Dzień 8 kwietnia 2005 r. - ostatni etap przejścia „z życia do Życia” Ojca Świętego Jana Pawła II, największego Polaka ostatnich stuleci, świętego, pięknego Człowieka, który szczególnie wpisał się w pamięć i serca Polaków.

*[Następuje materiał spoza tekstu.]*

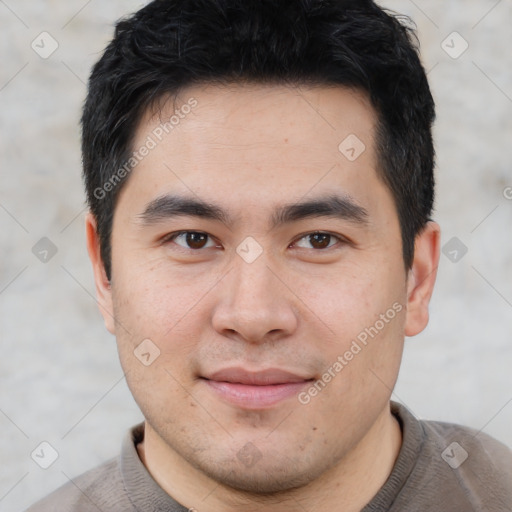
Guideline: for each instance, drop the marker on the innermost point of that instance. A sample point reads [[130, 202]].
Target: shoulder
[[467, 444], [445, 466], [100, 488], [478, 466]]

W tym wolnym od pracy i nauki dniu częstochowianie zmierzali w jednym kierunku - na Jasną Górę. Tysiące mieszkańców naszego miasta oraz pielgrzymów (w sumie ok. 200 tys. osób) wypełniło jasnogórskie błonia. Już od wczesnych godzin rannych pod jasnogórskim Szczytem licznie gromadzili się młodzi, starsi, rodziny z małymi dziećmi. Niektórzy całą noc towarzyszyli zmarłemu Ojcu Świętemu pod
Szczytem lub w Sanktuarium. Przyszli na Jasną Górę, bo chcieli we wspólnocie, w umiłowanym Sanktuarium Ojca Świętego przeżyć ten ostatni etap Jego ziemskiej pielgrzymki.

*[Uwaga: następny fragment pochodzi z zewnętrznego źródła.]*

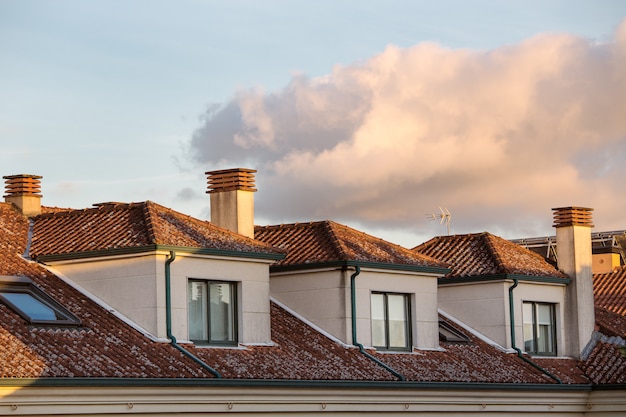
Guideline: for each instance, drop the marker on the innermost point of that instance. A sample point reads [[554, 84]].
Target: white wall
[[541, 293], [252, 292], [324, 298], [485, 307], [135, 286], [423, 292]]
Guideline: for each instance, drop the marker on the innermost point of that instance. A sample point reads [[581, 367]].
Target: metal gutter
[[362, 264], [518, 350], [289, 383], [168, 318], [354, 338], [503, 277], [156, 247]]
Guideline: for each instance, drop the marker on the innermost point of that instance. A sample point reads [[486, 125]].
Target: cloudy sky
[[370, 113]]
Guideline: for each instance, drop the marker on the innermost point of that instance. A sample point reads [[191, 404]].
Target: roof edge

O charakterze dnia przypominał też symboliczny wystrój ołtarza jasnogórskiego Szczytu: spowity czarną wstęgą kiru, z tronem papieskim, na którym leżała wiązanka purpurowych róż. To bolesne wydarzenie wpisało się również w jubileusz 350. rocznicy obrony Jasnej Góry.
Godzinę pogrzebu Ojca Świętego poprzedziła wspólna modlitwa na placu. Punktualnie o godz. 10.00 rozdzwoniły się dzwony, zawyły syreny, zabrzmiały klaksony, oznajmiając o wydarzeniu, które zmienia oblicze świata, Polski, oblicze Częstochowy. Opustoszały ulice. Na placu jasnogórskim zaległa cisza, modlitewna zaduma; pojawiły się łzy wzruszenia, niewypowiedzianego bólu... Odszedł od nas Ojciec, Pasterz Dobry. Zgromadzeni przed telebimami ustawionymi na jasnogórskich wałach, mogliśmy „przenieść się” do Watykanu. Chociaż wszyscy mieli wrażenie, że to Watykan „przybył” na Jasną Górę i Wierny Syn narodu polskiego żegna się z Matką i Królową.
Cały ten dzień wypełniony był modlitwą. Po transmisji o godz. 15.00 częstochowianie uczestniczyli w Drodze Krzyżowej. Modlitwa różańcowa za duszę Ojca Świętego Jana Pawła II poprzedziła też Mszę św. o godz. 18.30, która na Jasnej Górze zawsze była sprawowana w intencji Papieża. Wśród rzeszy uczestniczących w Liturgii obecni byli m.in. kapłani, alumni częstochowskiego Wyższego Seminarium Duchownego, Niższego Seminarium, wspólnoty zakonne,
Rycerze Jasnogórskiej Bogurodzicy. Mszy św. przewodniczył bp Antoni Długosz. W wygłoszonej homilii Ksiądz Biskup dokonał syntezy pontyfikatu Jana Pawła II. Podkreślił bardzo ważny aspekt, jakim była Jego maryjność: „Słowa: «Cały Twój, Maryjo!» Ojciec Święty realizował przez całe życie. W tych słowach Papież podejmuje testament Jezusa z krzyża. Matka Jezusa jest naszą Matką. (...) Ojciec Święty podkreślał, że nie byłoby Papieża Polaka, gdyby nie było Sanktuarium na Jasnej Górze. To zachęta dla każdego z nas. Jan Paweł II wskazał nam, abyśmy i my uczynili Matkę Bożą towarzyszką naszego życia”. Ksiądz Biskup zachęcał, aby zebranym towarzyszyły na co dzień słowa: „Kocham Kościół, który jest drogą zbawienia, i kocham Ojca Świętego (…)”. Liturgię zakończył Apel Jasnogórski Wierni długo jeszcze przebywali w sanktuarium na modlitwie, składali ostatnie wpisy do księgi kondolencyjnej, zapalali świece przy pomniku Ojca Świętego - po prostu byli z Ojcem.
Niech trwa nieustanne dziękczynienie za to, że dane nam było żyć w czasach Jana Pawła II, który przemieniał oblicze tego świata miłością i nadzieją. Całe jego dziedzictwo niech stanie się wielkim wyzwaniem i zobowiązaniem dla nas, Polaków. Prośmy Boga przez orędownictwo Jasnogórskiej Matki i Królowej Kościoła świętego, a także przez pośrednictwo naszego Ojca Świętego, o światło Ducha Świętego dla Kolegium Kardynałów na czas konklawe - o dobry wybór nowego papieża.